Constructed : Late 12th century to early 13th century

Location : In the center of city of Angkor Thom, 1.5km from the South Gate

Access : Enter from the east

Religion : Buddhism

King : Jayavarman VII (reigned 1181 - 1220)

Art Style : Bayon

The Bayon vies with Angkor Wat as the favorite monument among visitors. The two temples evoke similar aesthetic responses yet are different in purpose, design, architecture and decoration. The dense jungle surrounding the temple camouflaged its position in relation to other structures at Angkor, so it was not known for sometime That the Bayon stands in the exact geographical center of the city of Angkor Thom. Even after topotraphical maps finally revealed its correct location, the Bayon was erroneously identified as a Hindu temple connected with the city of Yasovarman I, and, thus, dated to the 9th century.

A fronton found in 1925 depicting an Avalokitesvara, identified the Bayon as a Buddhist temple. This discovery moved the date of the monument ahead some 300 years to the late 12th century. Although the date is firmly supported by archaeological evidence, the Bayon remains one of the most enigmatic temples of Angkor Group. Its symbolism, original form, subsequent changes and additions have not yet been understood. These aspects leave us today with a complicated, crowded plan that challenges both archaeologists and historians.

The Bayon was built nearly 100 years after Angkor Wat. While its basic structure and earlier part of the temple are unknown, it is clear that the Bayon was built on the top of an earlier monument, that the temple was not built at one time, and that it underwent a series of changes. the middle portion of the temple was extended during the second phase of building. The Bayon of today with its huge central mass dates to the 13th century and belongs to the third and last phase of the art style Jayavarman VII's goal was to rebuilt the capital and to bring to the kingdom a new vibrancy, signifying a bright future for the Khmers. To accomplish this, he erected the Bayon and created a structure somewhat like temple-mountain in its grandiose plan and scale.

The architectural composition of the Bayon exudes grandness in every aspect. Its elements juxtapose each other to create balance and harmony. Over 200 large faces carved on the 54 towers give this temple its majestic character. 'The faces with slightly curving lips, eyes placed in shadow by the lowered lids utter not a word and yet force you to guess much', wrote P Jennerat de Beerski in the 1920s. It is these faces that have such appeal to visitors and reflect the famous 'smile of Angkor'.

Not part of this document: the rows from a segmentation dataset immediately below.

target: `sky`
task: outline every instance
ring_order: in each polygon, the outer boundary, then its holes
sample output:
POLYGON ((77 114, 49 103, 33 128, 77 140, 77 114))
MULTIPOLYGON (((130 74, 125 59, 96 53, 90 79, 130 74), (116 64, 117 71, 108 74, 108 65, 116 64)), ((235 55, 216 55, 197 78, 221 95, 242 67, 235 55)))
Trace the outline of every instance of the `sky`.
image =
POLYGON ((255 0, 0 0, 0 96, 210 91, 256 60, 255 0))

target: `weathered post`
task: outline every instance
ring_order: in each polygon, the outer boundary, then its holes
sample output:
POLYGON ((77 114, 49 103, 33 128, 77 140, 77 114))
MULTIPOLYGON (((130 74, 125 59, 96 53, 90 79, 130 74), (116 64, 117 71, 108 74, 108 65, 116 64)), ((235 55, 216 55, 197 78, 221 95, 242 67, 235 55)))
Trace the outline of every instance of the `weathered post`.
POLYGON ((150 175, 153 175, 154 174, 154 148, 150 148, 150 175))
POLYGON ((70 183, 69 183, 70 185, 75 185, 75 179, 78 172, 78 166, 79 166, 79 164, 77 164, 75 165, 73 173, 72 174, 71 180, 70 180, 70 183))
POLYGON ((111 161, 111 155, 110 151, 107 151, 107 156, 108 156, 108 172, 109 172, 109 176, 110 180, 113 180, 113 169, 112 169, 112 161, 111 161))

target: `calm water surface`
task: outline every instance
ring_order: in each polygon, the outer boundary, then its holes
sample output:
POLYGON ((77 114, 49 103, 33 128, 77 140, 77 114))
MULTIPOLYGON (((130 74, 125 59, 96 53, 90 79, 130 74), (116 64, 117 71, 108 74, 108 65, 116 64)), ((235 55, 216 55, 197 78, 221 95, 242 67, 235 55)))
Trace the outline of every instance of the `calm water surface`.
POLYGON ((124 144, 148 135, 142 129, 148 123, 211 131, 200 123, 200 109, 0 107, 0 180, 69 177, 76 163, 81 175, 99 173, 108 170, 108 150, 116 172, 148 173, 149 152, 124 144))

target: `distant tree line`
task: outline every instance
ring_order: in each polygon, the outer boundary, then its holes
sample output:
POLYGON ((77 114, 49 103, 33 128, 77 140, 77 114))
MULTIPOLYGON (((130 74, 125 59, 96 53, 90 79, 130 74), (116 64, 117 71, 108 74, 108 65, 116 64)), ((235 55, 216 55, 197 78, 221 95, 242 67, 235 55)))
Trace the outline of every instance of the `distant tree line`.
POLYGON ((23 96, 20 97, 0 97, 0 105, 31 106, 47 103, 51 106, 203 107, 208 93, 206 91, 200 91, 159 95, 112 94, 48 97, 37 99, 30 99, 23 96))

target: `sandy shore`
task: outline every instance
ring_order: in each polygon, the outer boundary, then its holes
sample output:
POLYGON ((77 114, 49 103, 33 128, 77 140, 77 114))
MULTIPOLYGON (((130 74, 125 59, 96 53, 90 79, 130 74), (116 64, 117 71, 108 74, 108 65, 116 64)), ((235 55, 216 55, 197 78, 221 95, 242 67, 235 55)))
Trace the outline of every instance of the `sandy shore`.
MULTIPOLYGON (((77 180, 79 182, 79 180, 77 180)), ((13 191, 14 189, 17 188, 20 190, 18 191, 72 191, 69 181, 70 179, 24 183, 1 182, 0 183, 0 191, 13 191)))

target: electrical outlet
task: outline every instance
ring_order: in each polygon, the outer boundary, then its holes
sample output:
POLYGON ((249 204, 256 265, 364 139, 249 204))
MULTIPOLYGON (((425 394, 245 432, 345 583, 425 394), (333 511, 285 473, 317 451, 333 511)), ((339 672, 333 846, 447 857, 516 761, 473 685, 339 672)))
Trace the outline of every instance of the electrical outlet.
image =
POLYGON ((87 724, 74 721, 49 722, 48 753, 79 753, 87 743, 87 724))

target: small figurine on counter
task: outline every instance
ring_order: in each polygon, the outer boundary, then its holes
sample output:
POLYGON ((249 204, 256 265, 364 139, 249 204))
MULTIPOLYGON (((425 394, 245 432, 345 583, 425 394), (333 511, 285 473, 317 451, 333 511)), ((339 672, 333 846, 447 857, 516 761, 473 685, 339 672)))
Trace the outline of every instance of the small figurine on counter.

The iconography of the four faces has been widely debated by scholars and, although some think they represent the Bodhisattva Avalokiteshvara, in keeping with the Buddhist character of the temple, it is generally accepted that the four faces on each of the towers are images of king Jayavarman VII and signify the omnipresence of the king. Besides the architecture and the smiling faces, the highlight of Bayon is undoubtedly the bas-reliefs presented in both the inner and outer galleries. the scences in the outer gallery are unique as they depict many scences from daily life.